Speaking of the Environment, many of you may have heard of a phenomenon called ‘Anthropogenic Climate Change’. More simply, people accidentally changing the climate of the planet, mostly by burning oil, coal and natural gas (fossil fuels) stored in the earth’s crust for millions of years. That burning produces carbon dioxide (CO2), which in turn (along with other ‘greenhouse’ gases), traps the heat from the sun, warming the planet and changing the climate. We get more frequent extreme weather events, which in turn cause floods and other mayhem on our homes. Scientists measure the quantities of CO2 in the air and the oceans, and provide alarming reports every few months about how much worse things are and what we might expect to happen in the distant future if we continue to burn fossil fuels.
Trouble is, much like the coronavirus, the enemy is invisible. We cannot see CO2. Nor smell it, taste it, hear it or feel it. And the effects are slow and insidious. We hear about wildfires in California. We hear there are more frequent and more powerful storms. We see images of polar ice caps shrinking. But still, here in Stratford, we cannot see the pollution we emit from our cars, lawnmowers and homes. If we could, if CO2 were a shocking pink or muddy brown, or smelled of decay, we would know each time we started our internal combustion engines or fired up our furnace, that we were emitting a powerful poison for our planet.

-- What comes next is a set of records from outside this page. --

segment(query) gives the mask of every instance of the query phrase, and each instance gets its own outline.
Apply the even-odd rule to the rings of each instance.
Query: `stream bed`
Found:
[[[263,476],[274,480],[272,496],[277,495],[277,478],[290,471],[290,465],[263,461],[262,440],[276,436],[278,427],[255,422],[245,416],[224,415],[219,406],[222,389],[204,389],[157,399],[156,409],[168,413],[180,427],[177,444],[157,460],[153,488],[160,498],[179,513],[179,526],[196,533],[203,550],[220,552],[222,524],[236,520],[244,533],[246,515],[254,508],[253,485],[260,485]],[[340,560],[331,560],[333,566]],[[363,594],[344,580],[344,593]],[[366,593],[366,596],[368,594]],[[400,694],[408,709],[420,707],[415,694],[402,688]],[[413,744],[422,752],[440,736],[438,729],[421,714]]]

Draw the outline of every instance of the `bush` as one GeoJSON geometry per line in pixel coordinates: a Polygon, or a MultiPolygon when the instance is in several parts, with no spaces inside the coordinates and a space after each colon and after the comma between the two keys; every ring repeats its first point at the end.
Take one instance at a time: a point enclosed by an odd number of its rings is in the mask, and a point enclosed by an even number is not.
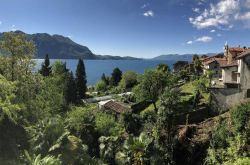
{"type": "Polygon", "coordinates": [[[98,92],[105,92],[107,90],[107,84],[103,80],[100,80],[96,83],[95,88],[98,92]]]}
{"type": "Polygon", "coordinates": [[[236,132],[246,130],[250,116],[250,103],[242,104],[230,111],[232,122],[236,132]]]}
{"type": "Polygon", "coordinates": [[[122,75],[119,86],[123,91],[131,89],[137,84],[137,74],[134,71],[127,71],[122,75]]]}
{"type": "Polygon", "coordinates": [[[123,127],[115,120],[115,117],[105,113],[96,116],[96,129],[101,136],[118,136],[123,132],[123,127]]]}

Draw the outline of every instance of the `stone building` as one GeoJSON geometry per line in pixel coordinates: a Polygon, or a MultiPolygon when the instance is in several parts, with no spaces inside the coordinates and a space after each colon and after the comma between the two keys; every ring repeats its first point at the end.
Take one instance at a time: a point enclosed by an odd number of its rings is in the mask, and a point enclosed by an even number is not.
{"type": "Polygon", "coordinates": [[[212,105],[220,109],[250,101],[250,49],[226,45],[224,56],[222,85],[210,88],[212,105]]]}

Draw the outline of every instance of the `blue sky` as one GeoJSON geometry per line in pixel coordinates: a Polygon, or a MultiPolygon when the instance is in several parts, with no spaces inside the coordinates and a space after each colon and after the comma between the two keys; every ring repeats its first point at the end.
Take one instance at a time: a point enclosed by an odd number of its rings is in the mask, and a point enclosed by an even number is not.
{"type": "Polygon", "coordinates": [[[0,31],[61,34],[95,54],[150,58],[250,46],[250,0],[0,0],[0,31]]]}

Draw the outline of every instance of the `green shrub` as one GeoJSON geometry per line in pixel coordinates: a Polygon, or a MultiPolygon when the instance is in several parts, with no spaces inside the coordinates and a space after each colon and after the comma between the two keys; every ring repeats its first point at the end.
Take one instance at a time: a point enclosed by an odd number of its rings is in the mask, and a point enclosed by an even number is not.
{"type": "Polygon", "coordinates": [[[115,117],[105,113],[96,115],[96,129],[102,136],[118,136],[123,132],[123,127],[115,117]]]}
{"type": "Polygon", "coordinates": [[[250,117],[250,103],[242,104],[230,111],[236,132],[246,130],[250,117]]]}
{"type": "Polygon", "coordinates": [[[100,80],[96,83],[95,88],[98,92],[105,92],[107,90],[107,84],[103,80],[100,80]]]}

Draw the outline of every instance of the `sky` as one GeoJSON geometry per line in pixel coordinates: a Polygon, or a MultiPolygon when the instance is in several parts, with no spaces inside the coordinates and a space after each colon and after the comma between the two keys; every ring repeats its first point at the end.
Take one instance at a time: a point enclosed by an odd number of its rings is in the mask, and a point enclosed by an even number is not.
{"type": "Polygon", "coordinates": [[[250,0],[0,0],[0,32],[14,30],[102,55],[219,53],[250,47],[250,0]]]}

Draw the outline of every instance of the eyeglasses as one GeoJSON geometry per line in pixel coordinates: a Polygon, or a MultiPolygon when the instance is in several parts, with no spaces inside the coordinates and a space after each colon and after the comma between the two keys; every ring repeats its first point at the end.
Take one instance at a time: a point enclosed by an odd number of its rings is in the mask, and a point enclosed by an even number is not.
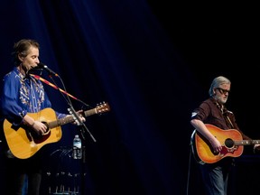
{"type": "Polygon", "coordinates": [[[221,94],[227,94],[227,93],[230,93],[230,90],[227,90],[224,88],[216,88],[216,89],[218,89],[221,94]]]}

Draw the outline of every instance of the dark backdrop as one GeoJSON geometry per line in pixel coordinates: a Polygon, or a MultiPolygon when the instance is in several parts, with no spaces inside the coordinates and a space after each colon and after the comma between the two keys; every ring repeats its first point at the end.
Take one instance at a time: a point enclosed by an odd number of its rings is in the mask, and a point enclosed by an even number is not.
{"type": "MultiPolygon", "coordinates": [[[[228,107],[246,135],[260,137],[255,8],[162,0],[2,1],[1,78],[13,69],[14,43],[35,39],[41,61],[60,75],[70,94],[87,108],[103,101],[111,108],[87,118],[97,142],[84,133],[85,161],[70,158],[80,129],[70,124],[60,142],[42,148],[42,194],[62,186],[79,186],[82,194],[202,194],[190,152],[190,116],[208,98],[213,78],[231,79],[228,107]]],[[[42,77],[63,88],[59,78],[42,77]]],[[[53,108],[68,112],[63,96],[50,86],[46,90],[53,108]]],[[[83,106],[71,101],[76,109],[83,106]]],[[[248,148],[235,178],[259,172],[257,155],[248,148]]],[[[239,180],[233,182],[243,191],[239,180]]],[[[253,184],[245,185],[247,192],[253,184]]]]}

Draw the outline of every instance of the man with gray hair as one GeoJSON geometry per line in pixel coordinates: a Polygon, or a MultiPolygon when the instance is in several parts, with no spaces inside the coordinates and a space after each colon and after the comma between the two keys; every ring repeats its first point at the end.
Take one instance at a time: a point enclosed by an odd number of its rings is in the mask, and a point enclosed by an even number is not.
{"type": "MultiPolygon", "coordinates": [[[[224,132],[227,132],[225,130],[234,130],[236,140],[252,141],[240,131],[234,114],[225,107],[230,86],[231,81],[228,78],[215,78],[209,90],[209,98],[191,114],[190,124],[195,127],[191,137],[197,144],[197,149],[192,147],[192,152],[194,156],[198,157],[207,195],[228,194],[228,174],[234,157],[243,153],[243,146],[235,145],[232,137],[228,136],[225,143],[222,143],[226,135],[224,132]],[[227,140],[228,142],[226,142],[227,140]]],[[[254,147],[258,146],[259,144],[255,144],[254,147]]]]}

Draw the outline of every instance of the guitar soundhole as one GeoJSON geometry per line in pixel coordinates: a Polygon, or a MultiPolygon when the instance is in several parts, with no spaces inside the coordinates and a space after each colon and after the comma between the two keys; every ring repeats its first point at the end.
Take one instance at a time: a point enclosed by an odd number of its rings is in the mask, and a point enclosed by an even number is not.
{"type": "MultiPolygon", "coordinates": [[[[29,130],[29,132],[31,134],[31,136],[32,136],[33,142],[35,144],[41,144],[41,143],[44,142],[51,135],[51,129],[49,128],[47,123],[46,122],[42,122],[42,123],[45,124],[45,125],[47,125],[47,127],[48,127],[47,132],[44,135],[40,135],[34,130],[32,130],[32,129],[29,130]]],[[[28,137],[28,139],[30,141],[32,141],[32,137],[31,136],[28,137]]]]}
{"type": "Polygon", "coordinates": [[[225,145],[228,148],[232,148],[234,146],[234,141],[230,138],[228,138],[226,141],[225,141],[225,145]]]}

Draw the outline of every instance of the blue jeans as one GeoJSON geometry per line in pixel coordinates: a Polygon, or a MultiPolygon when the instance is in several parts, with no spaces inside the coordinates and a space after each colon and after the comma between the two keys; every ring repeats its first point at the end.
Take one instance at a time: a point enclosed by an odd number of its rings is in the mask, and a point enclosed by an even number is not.
{"type": "Polygon", "coordinates": [[[230,159],[200,166],[206,195],[227,195],[228,175],[232,167],[230,159]]]}

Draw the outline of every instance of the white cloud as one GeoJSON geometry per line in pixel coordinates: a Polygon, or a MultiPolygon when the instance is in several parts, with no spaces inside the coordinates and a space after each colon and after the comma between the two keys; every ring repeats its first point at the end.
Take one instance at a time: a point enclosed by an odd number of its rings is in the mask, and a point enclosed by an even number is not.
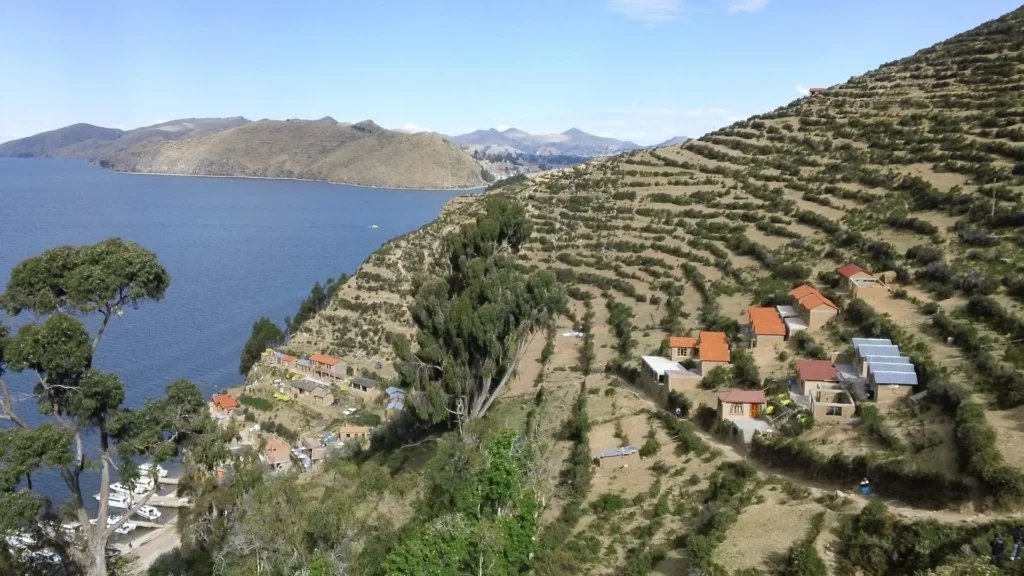
{"type": "Polygon", "coordinates": [[[729,0],[729,13],[760,12],[768,5],[768,0],[729,0]]]}
{"type": "Polygon", "coordinates": [[[682,15],[679,0],[607,0],[606,5],[612,12],[649,25],[677,20],[682,15]]]}

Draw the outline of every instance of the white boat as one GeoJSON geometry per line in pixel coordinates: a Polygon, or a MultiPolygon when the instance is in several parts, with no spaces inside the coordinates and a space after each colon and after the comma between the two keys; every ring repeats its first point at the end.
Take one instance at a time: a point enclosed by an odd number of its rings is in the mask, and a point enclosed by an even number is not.
{"type": "Polygon", "coordinates": [[[164,515],[153,506],[142,506],[135,512],[135,516],[144,518],[145,520],[159,520],[164,515]]]}
{"type": "MultiPolygon", "coordinates": [[[[153,464],[150,462],[143,462],[138,465],[138,474],[142,476],[150,476],[150,471],[153,469],[153,464]]],[[[167,468],[157,464],[157,476],[160,478],[167,478],[167,468]]]]}
{"type": "MultiPolygon", "coordinates": [[[[92,497],[99,500],[99,494],[94,494],[92,497]]],[[[106,498],[106,505],[113,508],[130,508],[131,504],[131,495],[124,492],[111,492],[106,498]]]]}

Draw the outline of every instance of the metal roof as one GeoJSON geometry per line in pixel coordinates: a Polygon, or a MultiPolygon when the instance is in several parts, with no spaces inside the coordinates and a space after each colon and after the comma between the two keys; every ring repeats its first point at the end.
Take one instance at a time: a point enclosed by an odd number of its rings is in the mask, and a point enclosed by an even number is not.
{"type": "Polygon", "coordinates": [[[636,446],[624,446],[622,448],[609,448],[601,451],[601,458],[611,458],[614,456],[629,456],[638,452],[636,446]]]}
{"type": "Polygon", "coordinates": [[[853,343],[853,347],[858,347],[864,344],[873,346],[891,346],[893,341],[889,338],[850,338],[850,342],[853,343]]]}
{"type": "Polygon", "coordinates": [[[658,376],[664,376],[666,372],[685,370],[678,362],[673,362],[660,356],[641,356],[640,360],[658,376]]]}
{"type": "Polygon", "coordinates": [[[857,355],[862,359],[868,356],[899,356],[899,346],[861,344],[857,346],[857,355]]]}
{"type": "Polygon", "coordinates": [[[913,369],[913,364],[890,364],[888,362],[867,362],[867,371],[870,373],[876,372],[913,372],[916,374],[916,370],[913,369]]]}
{"type": "Polygon", "coordinates": [[[876,384],[918,385],[918,374],[914,372],[872,372],[871,378],[876,384]]]}

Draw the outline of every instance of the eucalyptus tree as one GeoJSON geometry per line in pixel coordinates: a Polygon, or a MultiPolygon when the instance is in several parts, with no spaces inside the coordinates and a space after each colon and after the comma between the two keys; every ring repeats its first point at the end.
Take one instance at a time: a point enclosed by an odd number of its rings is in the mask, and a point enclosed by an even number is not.
{"type": "Polygon", "coordinates": [[[0,429],[0,531],[27,535],[34,546],[57,551],[70,573],[108,574],[108,540],[160,486],[154,465],[153,487],[120,521],[108,524],[114,472],[135,486],[139,461],[166,461],[183,442],[213,429],[195,383],[176,380],[162,398],[128,408],[125,383],[93,366],[111,321],[159,301],[169,284],[170,276],[153,252],[114,238],[28,258],[11,271],[6,292],[0,294],[3,308],[19,325],[0,344],[0,420],[7,422],[0,429]],[[84,322],[90,317],[96,320],[91,332],[84,322]],[[3,379],[4,369],[30,374],[31,392],[18,394],[3,379]],[[25,402],[36,404],[40,423],[31,423],[19,410],[25,402]],[[33,475],[43,469],[56,470],[67,486],[63,508],[81,525],[79,538],[65,535],[59,526],[67,519],[33,485],[33,475]],[[92,496],[85,493],[87,470],[99,476],[95,525],[85,505],[92,496]]]}
{"type": "Polygon", "coordinates": [[[554,275],[516,260],[531,223],[522,204],[490,198],[474,222],[445,237],[435,272],[416,283],[419,328],[396,367],[429,422],[482,416],[504,390],[529,336],[565,307],[554,275]]]}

Governments help us understand invisible enemies. In WW 2, our governments made us understand that the atrocities far away in Europe were a threat to us, and we acted together. Right now, governments are making us understand that a new invisible enemy, the coronavirus, is a threat that will kill many of the people it touches, and we see the results of this virus in nursing homes and hospitals. And (hopefully) we will act on the advice to stop the threat.
But CO2 is a threat which governments do not seem to be taking seriously, so why would we? Our governments have made promises to the world every year for the past 25 years, and we have never kept any of the promises. The promises are named after the city the UN meets in. We are on track to miss our Paris target, like we missed Copenhagen and Kyoto.
Very powerful non-governmental actors (Oil and Gas interests) make a lot of money selling us fossil fuels. They have convinced some governments that the country (read the economy) will be doomed if we stop extracting and selling fossil fuels. Economic theorists posit that by taxing fossil fuels, demand will drop naturally. But political parties wage entire election campaigns warning that our life will be ruined by such a tax. Even our present Prime Minister, who has introduced a small tax, does not seem serious about the threat. He famously told a roomful of Oil and Gas interests, in Houston, not to worry, because ‘No country would find 173 Billion Barrels of oil in the ground and just leave them there.’
I don’t have a magic bullet. I do know that if we keep electing governments who aren’t serious about the threat, Canadians won’t take the threat seriously.